Food webs are often described as static networks of interacting species and little attention has been devoted to research of food web assembly and temporal dynamics. On the other hand, studies of community assembly have usually avoided complex food web structure and assumed random species-invariant dispersal and discrete trophic levels. We built a simulation framework to address this situation, modeling food web assembly which incorporates realistic food web structure, body mass dependent dispersal and random extinctions. We study the interactive effects of dispersal-body mass scaling and feeding constraints on food web assembly. We model food web assembly in a system of one source patch and one new empty patch which is colonized from the source patch.
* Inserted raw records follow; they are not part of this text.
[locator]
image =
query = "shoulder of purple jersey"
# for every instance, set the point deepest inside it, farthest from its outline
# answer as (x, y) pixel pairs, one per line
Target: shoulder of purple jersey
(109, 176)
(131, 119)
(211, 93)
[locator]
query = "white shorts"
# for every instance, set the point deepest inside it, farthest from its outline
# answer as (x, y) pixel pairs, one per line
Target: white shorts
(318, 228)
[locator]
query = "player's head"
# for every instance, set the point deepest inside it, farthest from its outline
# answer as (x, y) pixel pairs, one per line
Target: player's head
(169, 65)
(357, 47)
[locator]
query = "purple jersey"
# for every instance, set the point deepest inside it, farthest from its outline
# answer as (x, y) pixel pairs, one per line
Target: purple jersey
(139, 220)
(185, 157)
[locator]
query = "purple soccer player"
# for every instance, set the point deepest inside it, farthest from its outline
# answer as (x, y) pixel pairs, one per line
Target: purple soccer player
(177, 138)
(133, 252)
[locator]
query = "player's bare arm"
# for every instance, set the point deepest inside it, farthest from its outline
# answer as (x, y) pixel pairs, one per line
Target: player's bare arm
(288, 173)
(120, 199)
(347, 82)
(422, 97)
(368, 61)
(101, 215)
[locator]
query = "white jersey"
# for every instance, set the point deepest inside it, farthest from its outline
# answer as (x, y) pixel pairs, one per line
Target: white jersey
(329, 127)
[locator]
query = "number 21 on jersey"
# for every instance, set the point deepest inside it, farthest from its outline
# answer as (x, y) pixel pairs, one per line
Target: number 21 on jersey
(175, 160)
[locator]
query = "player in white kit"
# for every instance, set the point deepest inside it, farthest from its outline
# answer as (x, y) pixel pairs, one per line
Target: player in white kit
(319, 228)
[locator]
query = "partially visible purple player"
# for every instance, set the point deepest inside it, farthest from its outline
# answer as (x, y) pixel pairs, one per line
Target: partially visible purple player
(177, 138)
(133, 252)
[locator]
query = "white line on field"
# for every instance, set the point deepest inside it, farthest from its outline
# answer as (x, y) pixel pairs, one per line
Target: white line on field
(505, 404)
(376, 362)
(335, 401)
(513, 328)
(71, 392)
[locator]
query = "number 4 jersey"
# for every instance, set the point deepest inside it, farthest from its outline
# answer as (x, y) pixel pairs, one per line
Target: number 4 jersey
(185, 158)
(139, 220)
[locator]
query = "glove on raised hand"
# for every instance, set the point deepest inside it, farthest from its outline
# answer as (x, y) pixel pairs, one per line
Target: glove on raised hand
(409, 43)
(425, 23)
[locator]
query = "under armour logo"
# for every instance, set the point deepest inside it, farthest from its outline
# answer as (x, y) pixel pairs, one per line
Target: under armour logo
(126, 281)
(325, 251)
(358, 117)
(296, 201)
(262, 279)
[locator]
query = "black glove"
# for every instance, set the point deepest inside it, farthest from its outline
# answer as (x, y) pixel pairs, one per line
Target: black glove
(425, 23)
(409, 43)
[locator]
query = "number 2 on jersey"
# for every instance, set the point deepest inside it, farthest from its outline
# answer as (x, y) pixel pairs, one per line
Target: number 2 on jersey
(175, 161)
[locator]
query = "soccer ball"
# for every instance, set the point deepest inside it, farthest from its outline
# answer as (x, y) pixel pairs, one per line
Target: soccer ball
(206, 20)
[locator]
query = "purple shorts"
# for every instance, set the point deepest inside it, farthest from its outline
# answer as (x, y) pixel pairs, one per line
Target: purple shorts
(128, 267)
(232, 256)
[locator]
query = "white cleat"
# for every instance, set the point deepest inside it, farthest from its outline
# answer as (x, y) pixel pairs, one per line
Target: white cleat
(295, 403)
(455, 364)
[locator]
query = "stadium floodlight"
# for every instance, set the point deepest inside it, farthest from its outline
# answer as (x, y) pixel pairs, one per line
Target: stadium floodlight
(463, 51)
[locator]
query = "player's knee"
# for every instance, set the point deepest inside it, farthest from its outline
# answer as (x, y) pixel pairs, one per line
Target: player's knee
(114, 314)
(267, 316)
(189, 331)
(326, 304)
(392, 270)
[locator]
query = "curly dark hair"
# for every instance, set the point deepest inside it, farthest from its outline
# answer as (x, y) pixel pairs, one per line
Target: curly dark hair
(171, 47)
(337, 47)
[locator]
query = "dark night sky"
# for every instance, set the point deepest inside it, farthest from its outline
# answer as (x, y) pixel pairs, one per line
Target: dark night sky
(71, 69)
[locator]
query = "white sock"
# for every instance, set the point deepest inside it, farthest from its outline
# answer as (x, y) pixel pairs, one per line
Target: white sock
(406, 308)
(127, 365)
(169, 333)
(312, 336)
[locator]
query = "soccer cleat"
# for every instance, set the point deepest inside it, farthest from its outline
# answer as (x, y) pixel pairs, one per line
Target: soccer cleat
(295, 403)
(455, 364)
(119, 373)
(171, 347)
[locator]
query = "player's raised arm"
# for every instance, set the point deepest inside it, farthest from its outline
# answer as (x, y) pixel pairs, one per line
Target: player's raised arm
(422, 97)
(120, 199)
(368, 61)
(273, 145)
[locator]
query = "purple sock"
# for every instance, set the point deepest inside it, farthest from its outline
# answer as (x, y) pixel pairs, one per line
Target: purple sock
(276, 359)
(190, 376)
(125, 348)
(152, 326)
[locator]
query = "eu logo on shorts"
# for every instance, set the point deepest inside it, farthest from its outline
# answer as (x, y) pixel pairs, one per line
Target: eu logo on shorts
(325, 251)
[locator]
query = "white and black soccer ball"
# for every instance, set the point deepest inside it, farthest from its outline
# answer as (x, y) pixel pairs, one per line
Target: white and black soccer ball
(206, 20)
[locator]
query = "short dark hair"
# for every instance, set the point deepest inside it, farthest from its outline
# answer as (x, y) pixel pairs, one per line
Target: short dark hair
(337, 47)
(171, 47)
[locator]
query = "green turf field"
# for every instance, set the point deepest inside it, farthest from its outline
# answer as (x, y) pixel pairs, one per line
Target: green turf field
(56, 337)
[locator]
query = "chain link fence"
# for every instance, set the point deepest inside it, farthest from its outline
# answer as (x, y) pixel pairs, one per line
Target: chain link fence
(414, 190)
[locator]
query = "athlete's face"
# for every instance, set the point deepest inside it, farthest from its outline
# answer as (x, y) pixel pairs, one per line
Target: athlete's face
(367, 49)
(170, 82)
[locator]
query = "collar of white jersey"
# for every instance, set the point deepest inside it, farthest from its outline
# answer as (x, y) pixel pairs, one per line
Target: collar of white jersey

The source patch contains a rich community of species characterized by body mass and feeding interactions prescribed by a topological food web model with body mass dependent feeding interactions.

Results/Conclusions

We find that colonization success, food web structure and body mass distribution vary systematically during the assembly process and among different dispersal scenarios. First, the assembly process is slowed down when small and even more when large species have relative dispersal advantage. Food web structure (connectance, proportion of top vs. basal species etc.) and body mass distribution also vary systematically during the assembly process and among different dispersal scenarios. At the level of individual species, time until successful establishment depends on dispersal and feeding constraints related to body mass. Our results demonstrate that the scaling of dispersal rate with body mass fundamentally affects food web assembly with potential implications for community stability during early stages of food web development in newly colonized environments, such as islands or restored habitats. In conclusion, we suggest that the theory of community assembly could greatly benefit from a synthesis of the research on dispersal and extinction-colonization processes with food web models.